The Responsible Use of Medicines in Agriculture (RUMA) alliance has welcomed the headline requirements for farming set out in the Government’s response to the O’Neill Review on Antimicrobial Resistance, published on Friday (September 16).
These include confirmation of targets for reducing antibiotic usage by almost a fifth by 2018 and a tougher stance, including possible new regulation, on antibiotics deemed critical to human medicine.
But RUMA expressed concerns over whether the industry will be able to access the capital investment needed to create a greater step-change in antibiotic use.
The Government has granted RUMA, comprising 25 organisations spanning the farming, veterinary, animal medicine and supply chain sectors, the role of working with the VMD to set sector-specific objectives to reduce, refine and replace use of antibiotics.
The alliance said it recognised the need for the ambitious target for farming set out in the O’Neill report, alongside the goals for human medicine stewardship.
“The UK farming industry is being asked to play its part, in reducing antibiotic use by around 19% by 2018 based on sales recorded by the Veterinary Medicines Directorate in 2014,” said John FitzGerald, RUMA’s secretary general.
“This will be testing, but we are confident and determined that the industry can rise to the challenge. While the O’Neill report suggested achieving this level of use within 10 years, we understand the need for the UK to take a lead, and believe we can deliver this reduction by 2018.”
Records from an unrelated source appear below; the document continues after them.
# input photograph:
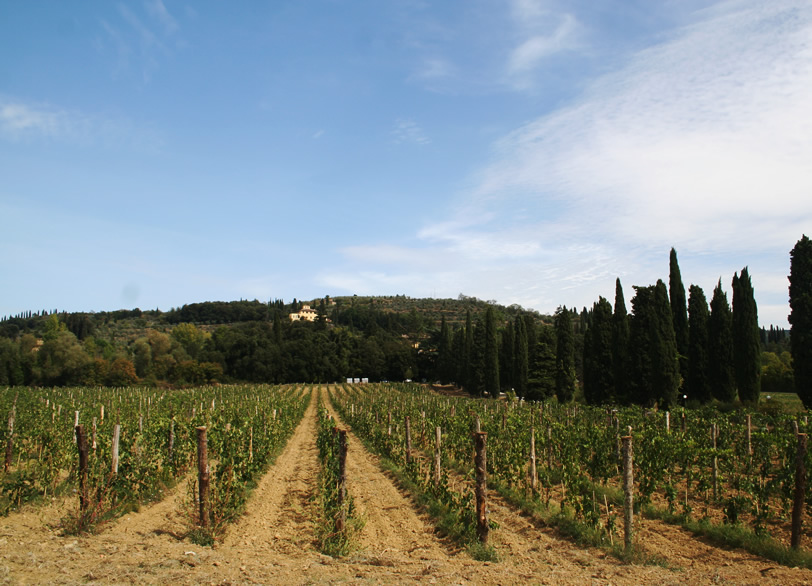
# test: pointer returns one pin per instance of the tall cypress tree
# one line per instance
(641, 368)
(444, 354)
(564, 356)
(666, 374)
(477, 381)
(720, 348)
(697, 384)
(678, 312)
(620, 346)
(598, 358)
(458, 353)
(653, 348)
(522, 357)
(491, 354)
(800, 318)
(746, 348)
(507, 357)
(467, 358)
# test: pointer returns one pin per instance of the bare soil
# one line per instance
(273, 543)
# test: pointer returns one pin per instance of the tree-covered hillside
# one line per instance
(664, 351)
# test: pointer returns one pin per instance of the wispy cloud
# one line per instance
(702, 142)
(29, 121)
(145, 36)
(542, 33)
(19, 120)
(408, 131)
(433, 68)
(532, 50)
(158, 11)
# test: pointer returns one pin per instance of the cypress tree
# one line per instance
(598, 358)
(522, 357)
(507, 357)
(541, 375)
(640, 355)
(678, 312)
(720, 348)
(564, 356)
(620, 346)
(800, 318)
(458, 353)
(653, 348)
(666, 374)
(477, 380)
(467, 357)
(697, 385)
(491, 354)
(746, 348)
(444, 354)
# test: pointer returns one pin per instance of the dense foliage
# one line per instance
(601, 355)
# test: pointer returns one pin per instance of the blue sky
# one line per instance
(155, 153)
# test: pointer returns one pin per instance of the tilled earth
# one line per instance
(274, 543)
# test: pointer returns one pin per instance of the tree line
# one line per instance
(670, 348)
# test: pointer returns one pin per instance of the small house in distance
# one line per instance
(306, 314)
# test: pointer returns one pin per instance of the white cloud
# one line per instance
(27, 121)
(542, 32)
(158, 11)
(537, 47)
(433, 68)
(407, 131)
(702, 142)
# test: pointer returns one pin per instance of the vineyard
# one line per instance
(385, 478)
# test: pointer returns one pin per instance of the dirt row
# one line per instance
(273, 543)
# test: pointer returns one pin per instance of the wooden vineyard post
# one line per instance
(81, 443)
(800, 491)
(437, 456)
(628, 491)
(534, 478)
(408, 422)
(10, 439)
(480, 465)
(114, 455)
(715, 470)
(549, 447)
(341, 522)
(171, 439)
(749, 435)
(203, 476)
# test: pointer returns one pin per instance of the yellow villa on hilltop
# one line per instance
(306, 314)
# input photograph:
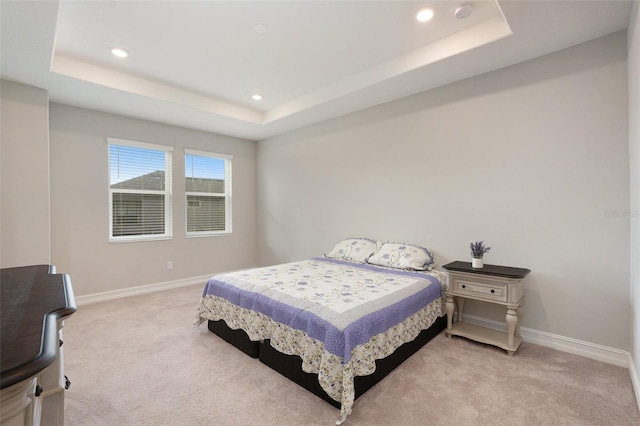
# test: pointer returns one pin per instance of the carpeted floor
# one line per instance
(141, 361)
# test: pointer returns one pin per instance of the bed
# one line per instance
(335, 324)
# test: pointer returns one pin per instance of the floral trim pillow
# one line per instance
(353, 250)
(403, 256)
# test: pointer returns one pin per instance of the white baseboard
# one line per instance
(635, 381)
(143, 289)
(561, 343)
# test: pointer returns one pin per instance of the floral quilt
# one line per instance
(338, 316)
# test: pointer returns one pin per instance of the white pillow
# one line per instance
(353, 250)
(403, 256)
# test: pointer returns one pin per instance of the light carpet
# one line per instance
(141, 361)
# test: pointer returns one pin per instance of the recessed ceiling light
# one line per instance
(119, 52)
(463, 11)
(424, 15)
(260, 28)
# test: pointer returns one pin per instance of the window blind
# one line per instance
(208, 193)
(139, 190)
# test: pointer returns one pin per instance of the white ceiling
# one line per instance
(197, 63)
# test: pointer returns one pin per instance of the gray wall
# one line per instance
(533, 159)
(633, 47)
(24, 175)
(79, 205)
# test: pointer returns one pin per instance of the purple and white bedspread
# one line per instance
(338, 316)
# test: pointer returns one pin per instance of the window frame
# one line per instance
(168, 192)
(228, 161)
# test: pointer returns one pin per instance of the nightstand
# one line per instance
(495, 284)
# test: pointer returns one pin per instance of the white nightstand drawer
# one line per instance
(497, 292)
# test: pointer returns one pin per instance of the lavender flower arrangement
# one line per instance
(478, 249)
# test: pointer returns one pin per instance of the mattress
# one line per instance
(337, 316)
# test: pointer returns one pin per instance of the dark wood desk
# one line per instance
(33, 299)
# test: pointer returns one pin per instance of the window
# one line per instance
(208, 193)
(139, 191)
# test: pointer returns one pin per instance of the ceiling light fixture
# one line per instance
(119, 52)
(260, 28)
(463, 11)
(424, 15)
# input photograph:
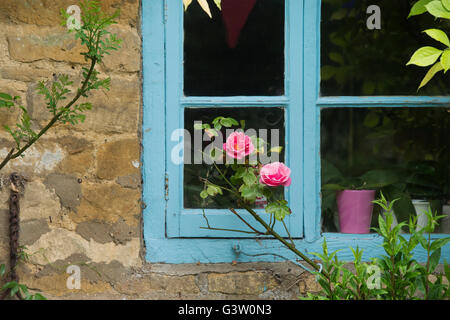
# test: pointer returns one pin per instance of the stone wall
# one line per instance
(82, 205)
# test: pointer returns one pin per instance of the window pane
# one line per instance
(405, 152)
(356, 61)
(239, 51)
(256, 119)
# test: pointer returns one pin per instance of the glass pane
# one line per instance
(239, 51)
(256, 120)
(358, 61)
(404, 152)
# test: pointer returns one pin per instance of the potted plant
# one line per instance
(424, 186)
(353, 195)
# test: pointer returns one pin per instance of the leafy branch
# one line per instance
(438, 59)
(98, 42)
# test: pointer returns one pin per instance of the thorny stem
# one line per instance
(11, 155)
(270, 230)
(248, 224)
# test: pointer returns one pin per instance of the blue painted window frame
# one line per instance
(162, 248)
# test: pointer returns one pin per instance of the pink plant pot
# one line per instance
(355, 210)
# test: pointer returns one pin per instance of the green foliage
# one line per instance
(427, 56)
(99, 42)
(395, 275)
(93, 33)
(14, 287)
(241, 180)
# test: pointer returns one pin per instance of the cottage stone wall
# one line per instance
(82, 205)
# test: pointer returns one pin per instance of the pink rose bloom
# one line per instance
(275, 174)
(238, 145)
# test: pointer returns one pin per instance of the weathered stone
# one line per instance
(98, 231)
(39, 203)
(116, 110)
(38, 159)
(108, 203)
(101, 232)
(29, 43)
(57, 284)
(9, 117)
(4, 225)
(79, 163)
(32, 230)
(66, 188)
(74, 145)
(122, 232)
(128, 57)
(25, 73)
(47, 12)
(113, 111)
(132, 181)
(156, 282)
(116, 159)
(59, 244)
(245, 283)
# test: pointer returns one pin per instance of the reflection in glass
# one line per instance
(256, 118)
(410, 145)
(239, 51)
(356, 61)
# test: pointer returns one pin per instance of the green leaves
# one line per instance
(438, 35)
(2, 270)
(211, 190)
(279, 209)
(425, 56)
(430, 74)
(225, 122)
(419, 7)
(437, 9)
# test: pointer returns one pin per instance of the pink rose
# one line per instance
(275, 174)
(238, 145)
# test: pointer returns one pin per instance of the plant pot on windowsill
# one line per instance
(354, 196)
(444, 226)
(355, 210)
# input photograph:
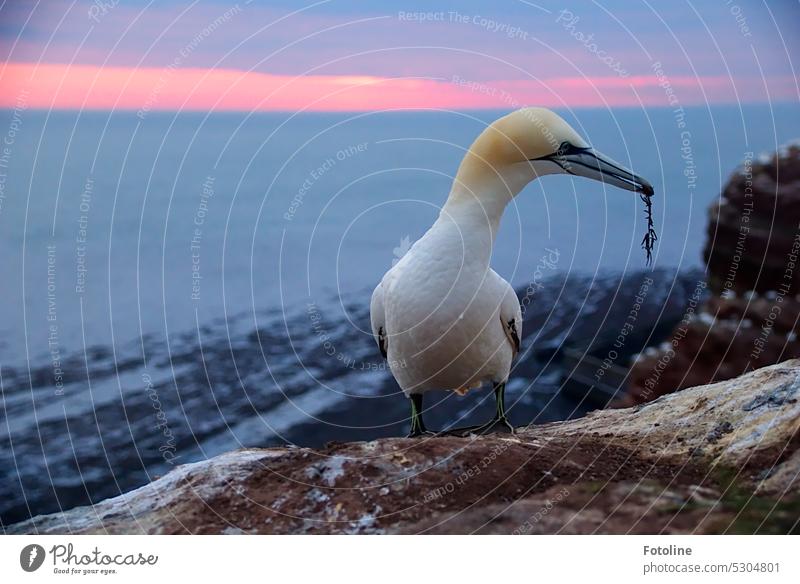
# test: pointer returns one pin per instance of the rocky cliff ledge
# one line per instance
(710, 459)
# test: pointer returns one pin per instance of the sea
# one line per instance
(177, 285)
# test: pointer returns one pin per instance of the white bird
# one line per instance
(441, 316)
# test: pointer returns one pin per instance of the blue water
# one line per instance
(184, 252)
(392, 173)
But Mr FitzGerald said there was no recognition in the Government’s response of the huge role capital investment could play in reducing the need for antibiotics in farming, and where that investment could come from.
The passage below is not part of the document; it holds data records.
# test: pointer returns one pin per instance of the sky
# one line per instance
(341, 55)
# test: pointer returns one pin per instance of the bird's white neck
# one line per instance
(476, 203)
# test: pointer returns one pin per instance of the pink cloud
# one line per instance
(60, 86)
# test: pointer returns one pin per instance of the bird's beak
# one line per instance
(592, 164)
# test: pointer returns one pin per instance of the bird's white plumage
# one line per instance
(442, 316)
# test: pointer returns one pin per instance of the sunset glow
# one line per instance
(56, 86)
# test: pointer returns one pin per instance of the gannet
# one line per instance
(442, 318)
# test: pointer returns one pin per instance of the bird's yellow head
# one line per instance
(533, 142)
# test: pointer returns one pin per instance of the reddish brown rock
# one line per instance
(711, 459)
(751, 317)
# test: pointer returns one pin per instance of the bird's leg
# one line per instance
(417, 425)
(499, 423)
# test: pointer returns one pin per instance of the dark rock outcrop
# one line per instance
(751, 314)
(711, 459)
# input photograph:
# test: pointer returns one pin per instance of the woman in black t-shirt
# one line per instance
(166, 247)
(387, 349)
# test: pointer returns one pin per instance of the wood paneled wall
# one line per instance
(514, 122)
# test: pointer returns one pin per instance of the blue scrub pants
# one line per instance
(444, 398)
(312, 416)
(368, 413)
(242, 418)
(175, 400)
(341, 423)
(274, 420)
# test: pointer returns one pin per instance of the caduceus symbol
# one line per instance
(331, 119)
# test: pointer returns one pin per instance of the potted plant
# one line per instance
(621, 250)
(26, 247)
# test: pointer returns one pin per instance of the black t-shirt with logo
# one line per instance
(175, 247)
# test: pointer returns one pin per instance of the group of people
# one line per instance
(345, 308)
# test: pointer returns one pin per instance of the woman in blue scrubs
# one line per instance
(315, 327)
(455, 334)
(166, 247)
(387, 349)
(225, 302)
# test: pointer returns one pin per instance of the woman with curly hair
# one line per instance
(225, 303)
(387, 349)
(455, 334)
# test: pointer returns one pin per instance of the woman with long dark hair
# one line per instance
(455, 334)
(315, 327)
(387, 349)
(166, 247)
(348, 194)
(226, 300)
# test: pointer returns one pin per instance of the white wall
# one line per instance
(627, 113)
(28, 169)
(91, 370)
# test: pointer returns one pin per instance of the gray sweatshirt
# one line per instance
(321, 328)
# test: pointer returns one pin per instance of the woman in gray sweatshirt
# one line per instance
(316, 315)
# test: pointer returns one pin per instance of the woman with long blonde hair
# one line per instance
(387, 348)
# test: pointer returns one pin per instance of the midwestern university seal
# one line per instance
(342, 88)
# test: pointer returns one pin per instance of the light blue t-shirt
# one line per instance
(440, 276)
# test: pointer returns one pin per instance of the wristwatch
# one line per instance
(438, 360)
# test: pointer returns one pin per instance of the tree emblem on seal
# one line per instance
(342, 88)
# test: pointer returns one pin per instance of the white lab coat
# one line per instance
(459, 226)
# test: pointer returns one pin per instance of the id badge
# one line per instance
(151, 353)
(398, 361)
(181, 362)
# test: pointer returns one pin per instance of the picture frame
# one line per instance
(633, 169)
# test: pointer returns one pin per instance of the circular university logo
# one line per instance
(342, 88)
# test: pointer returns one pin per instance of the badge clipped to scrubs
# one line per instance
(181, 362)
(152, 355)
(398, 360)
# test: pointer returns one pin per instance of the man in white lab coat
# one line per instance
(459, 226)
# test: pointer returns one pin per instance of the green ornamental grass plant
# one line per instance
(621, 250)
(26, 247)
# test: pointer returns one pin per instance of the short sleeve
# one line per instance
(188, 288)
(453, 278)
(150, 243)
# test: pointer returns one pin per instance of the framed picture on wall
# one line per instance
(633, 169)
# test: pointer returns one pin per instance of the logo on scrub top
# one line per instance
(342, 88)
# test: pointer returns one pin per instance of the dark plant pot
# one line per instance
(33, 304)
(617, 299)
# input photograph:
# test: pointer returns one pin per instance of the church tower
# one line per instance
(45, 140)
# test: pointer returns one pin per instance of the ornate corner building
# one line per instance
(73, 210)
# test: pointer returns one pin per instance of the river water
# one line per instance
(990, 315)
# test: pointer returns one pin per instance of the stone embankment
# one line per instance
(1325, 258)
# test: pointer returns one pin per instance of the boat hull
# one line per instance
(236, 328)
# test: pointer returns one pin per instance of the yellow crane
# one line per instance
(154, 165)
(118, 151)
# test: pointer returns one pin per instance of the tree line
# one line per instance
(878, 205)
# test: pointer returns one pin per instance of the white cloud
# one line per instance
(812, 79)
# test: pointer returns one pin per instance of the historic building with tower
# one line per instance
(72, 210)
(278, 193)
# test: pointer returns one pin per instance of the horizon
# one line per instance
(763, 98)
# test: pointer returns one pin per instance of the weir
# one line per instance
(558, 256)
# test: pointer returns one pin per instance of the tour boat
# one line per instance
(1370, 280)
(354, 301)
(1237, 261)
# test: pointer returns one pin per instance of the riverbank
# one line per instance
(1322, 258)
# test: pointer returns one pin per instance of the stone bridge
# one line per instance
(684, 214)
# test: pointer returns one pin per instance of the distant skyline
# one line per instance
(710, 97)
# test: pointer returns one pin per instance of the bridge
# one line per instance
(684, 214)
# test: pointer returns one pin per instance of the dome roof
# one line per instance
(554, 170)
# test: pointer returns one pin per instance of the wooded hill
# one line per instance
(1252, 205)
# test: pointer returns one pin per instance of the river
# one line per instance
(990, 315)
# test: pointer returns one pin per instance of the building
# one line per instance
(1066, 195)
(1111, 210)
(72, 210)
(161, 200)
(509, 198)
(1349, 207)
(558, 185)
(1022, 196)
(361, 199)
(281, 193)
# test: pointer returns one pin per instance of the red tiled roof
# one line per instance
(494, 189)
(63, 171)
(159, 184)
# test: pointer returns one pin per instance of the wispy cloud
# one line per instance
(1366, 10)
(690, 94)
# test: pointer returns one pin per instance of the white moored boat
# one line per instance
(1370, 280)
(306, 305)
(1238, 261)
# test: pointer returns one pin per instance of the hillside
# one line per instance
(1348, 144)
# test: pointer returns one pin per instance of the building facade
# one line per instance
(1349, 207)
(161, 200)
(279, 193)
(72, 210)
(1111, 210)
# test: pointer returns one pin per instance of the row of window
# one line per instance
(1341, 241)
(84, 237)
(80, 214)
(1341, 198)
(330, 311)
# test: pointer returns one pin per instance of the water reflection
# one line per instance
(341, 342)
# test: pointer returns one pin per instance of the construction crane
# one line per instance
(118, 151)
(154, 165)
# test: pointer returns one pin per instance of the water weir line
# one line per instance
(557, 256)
“Farmers have already identified housing and infrastructure as a major challenge. In pig farming, some aspects of poultry production and calf-rearing especially, modern housing with improved ventilation and hygiene could provide a step-change in the need for antibiotics to treat diseases linked to these factors,” he said.
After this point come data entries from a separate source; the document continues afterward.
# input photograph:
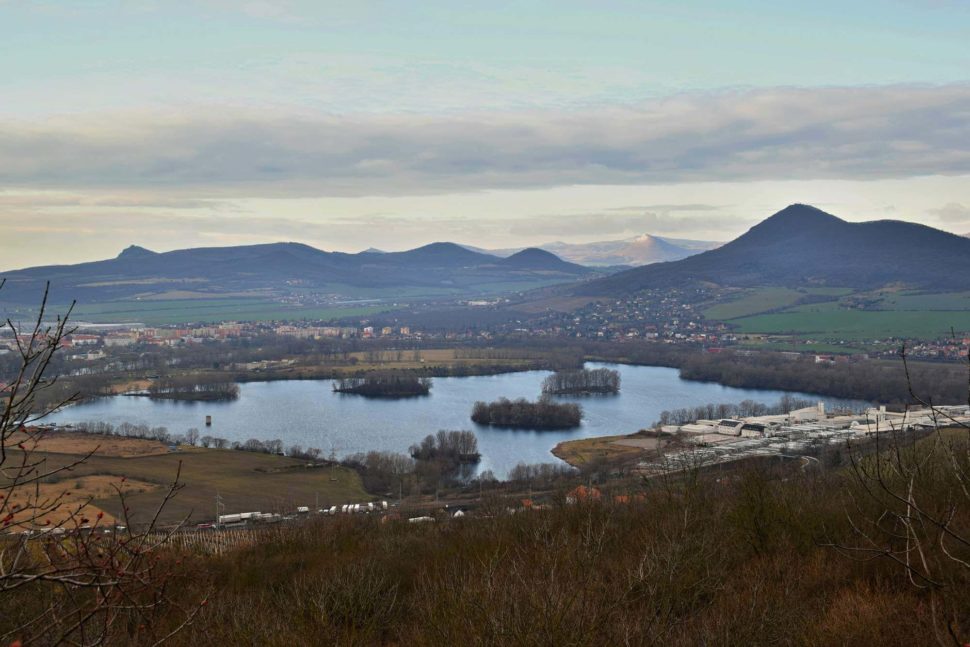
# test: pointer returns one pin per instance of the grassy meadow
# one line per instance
(837, 313)
(245, 481)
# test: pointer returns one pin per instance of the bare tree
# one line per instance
(911, 506)
(65, 577)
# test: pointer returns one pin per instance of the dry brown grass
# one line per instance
(607, 449)
(76, 496)
(70, 442)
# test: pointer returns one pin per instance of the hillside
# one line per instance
(284, 268)
(804, 246)
(641, 250)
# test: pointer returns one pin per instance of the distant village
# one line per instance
(666, 317)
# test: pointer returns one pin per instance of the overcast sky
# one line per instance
(348, 125)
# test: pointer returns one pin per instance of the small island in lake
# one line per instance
(384, 385)
(192, 388)
(522, 414)
(582, 382)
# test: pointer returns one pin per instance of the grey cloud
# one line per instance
(669, 208)
(845, 133)
(604, 225)
(952, 213)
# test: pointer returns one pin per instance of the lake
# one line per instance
(308, 413)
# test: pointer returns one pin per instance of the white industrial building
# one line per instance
(797, 433)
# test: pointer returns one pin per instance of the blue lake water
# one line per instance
(308, 413)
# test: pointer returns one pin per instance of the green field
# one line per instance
(209, 310)
(245, 481)
(858, 324)
(754, 302)
(845, 315)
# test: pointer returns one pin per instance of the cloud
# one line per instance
(606, 225)
(952, 213)
(844, 133)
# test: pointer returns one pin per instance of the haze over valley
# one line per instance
(436, 323)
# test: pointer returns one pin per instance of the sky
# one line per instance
(394, 124)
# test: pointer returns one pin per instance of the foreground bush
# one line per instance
(747, 557)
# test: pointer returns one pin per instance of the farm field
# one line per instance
(754, 302)
(858, 324)
(846, 315)
(245, 481)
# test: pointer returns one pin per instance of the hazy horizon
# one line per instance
(176, 125)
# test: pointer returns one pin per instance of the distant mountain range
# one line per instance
(290, 268)
(640, 250)
(804, 246)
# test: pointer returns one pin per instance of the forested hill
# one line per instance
(803, 246)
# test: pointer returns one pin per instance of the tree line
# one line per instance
(523, 414)
(192, 387)
(390, 384)
(599, 380)
(743, 409)
(444, 458)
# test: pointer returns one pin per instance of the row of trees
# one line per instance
(444, 458)
(193, 437)
(390, 384)
(190, 387)
(599, 380)
(521, 413)
(456, 446)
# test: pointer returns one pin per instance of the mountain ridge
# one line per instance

With margins tight in many sectors he urged the Government to take a serious look at how it can ‘prime the pump’ when the market is unlikely to provide sufficient returns.
He suggested the UK should adopt a similar approach to the likes of Germany, the Netherlands and Denmark where Government investment has resulted in significant improvements to facilities leading to a reduction in antibiotic use.
The NPA, in its response to the Government announcement, which can be seen here, also stressed the need for support for improvements to farm buildings to improve animal health and welfare.
Elsewhere in its response, RUMA said it was disappointed the Food Standards Agency (FSA) had not acknowledged its industry guidelines for use of antibiotics.
RUMA is currently setting up a ‘Targets Task Force’ to help identify these objectives by 2017, alongside timescales for their delivery.
British Veterinary Association (BVA) resident Sean Wensley welcomed the Government’s commitment to viewing AMR as an international issue and to supporting action at home and globally.
He said BVA opposed the introduction of arbitrary, non-evidence based targets to reduce antibiotic use, warning such targets risk restricting vets’ ability to treat animal diseases.
But he said BVA accepted that evidence-based targets to reduce usage in animal agriculture were likely to form part of the solution to address AMR and confirmed it would work with working with Government to develop sector specific targets through the RUMA Targets Task Force.